Paul tomó un sorbo de champán, extendiendo la mano para recibir el dinero de Lex.
—En este juego solo se gana si los demás te lo permiten, Huevito. —Y acto seguido, en medio de las risas y la charla de nuestros amigos, me hizo un guiño.
Dudo que alguien más viera aquel pequeño gesto entre nosotros. Era una celebración de su inteligencia, el reconocimiento de que podía ser más listo que yo y de que lo amaba por ello, porque ¿qué esposa no está encantada con el éxito de su marido?
Paul estaba en lo cierto. Aquella noche, cuando se fue el último de los invitados y cerramos la puerta, tuvimos sexo allí mismo, un apresurado e intenso polvo contra la pared del pasillo. Después de ocho años juntos, me proporcionó uno de los orgasmos más intensos que he tenido en mi vida.

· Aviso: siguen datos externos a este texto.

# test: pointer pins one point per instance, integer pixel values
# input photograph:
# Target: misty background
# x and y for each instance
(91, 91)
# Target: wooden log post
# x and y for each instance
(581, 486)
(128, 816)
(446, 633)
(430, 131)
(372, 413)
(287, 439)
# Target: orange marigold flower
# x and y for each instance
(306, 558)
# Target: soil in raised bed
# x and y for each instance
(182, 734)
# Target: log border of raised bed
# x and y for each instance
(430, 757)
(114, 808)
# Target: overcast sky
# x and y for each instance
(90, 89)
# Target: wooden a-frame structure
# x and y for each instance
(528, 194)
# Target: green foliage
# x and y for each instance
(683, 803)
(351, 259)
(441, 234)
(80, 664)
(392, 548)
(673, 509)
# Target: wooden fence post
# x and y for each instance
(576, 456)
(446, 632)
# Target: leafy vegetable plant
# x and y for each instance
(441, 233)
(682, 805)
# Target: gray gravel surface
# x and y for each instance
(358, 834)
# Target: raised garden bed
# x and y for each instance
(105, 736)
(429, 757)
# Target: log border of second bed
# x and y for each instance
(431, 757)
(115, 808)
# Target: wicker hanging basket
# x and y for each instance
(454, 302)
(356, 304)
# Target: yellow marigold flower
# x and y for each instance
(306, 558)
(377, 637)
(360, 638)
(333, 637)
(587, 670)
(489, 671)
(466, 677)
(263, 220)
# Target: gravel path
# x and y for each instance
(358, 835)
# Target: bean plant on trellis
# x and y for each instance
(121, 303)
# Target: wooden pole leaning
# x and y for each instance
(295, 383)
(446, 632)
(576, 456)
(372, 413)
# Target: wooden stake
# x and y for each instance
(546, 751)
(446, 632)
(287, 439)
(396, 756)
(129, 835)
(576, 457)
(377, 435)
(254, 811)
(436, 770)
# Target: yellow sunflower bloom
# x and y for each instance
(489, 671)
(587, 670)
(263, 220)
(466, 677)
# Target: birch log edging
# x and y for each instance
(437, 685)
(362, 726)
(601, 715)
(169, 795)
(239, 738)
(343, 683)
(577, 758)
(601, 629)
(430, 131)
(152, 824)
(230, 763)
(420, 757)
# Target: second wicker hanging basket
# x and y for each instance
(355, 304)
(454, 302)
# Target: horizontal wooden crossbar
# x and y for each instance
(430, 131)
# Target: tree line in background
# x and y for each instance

Ahora estoy en ese mismo lugar, mirando el bate de críquet de Paul en el estante. El algodón verde enrollado a la gruesa empuñadura. Me lo imagino en mis competentes manos. Sostenido como un bate de béisbol, silbando en el aire hacia detrás de su cabeza. Paul sabía que yo le mentiría a la policía, sabía que lo encubriría y ni siquiera tuvo que pedírmelo. Sus divagaciones de falso borracho me llevaron por un camino en el que yo solita monté mi propia confabulación. Mi marido me la ha jugado, pero esta vez la apuesta no es de cuarenta libras, es de más, mucho más elevada.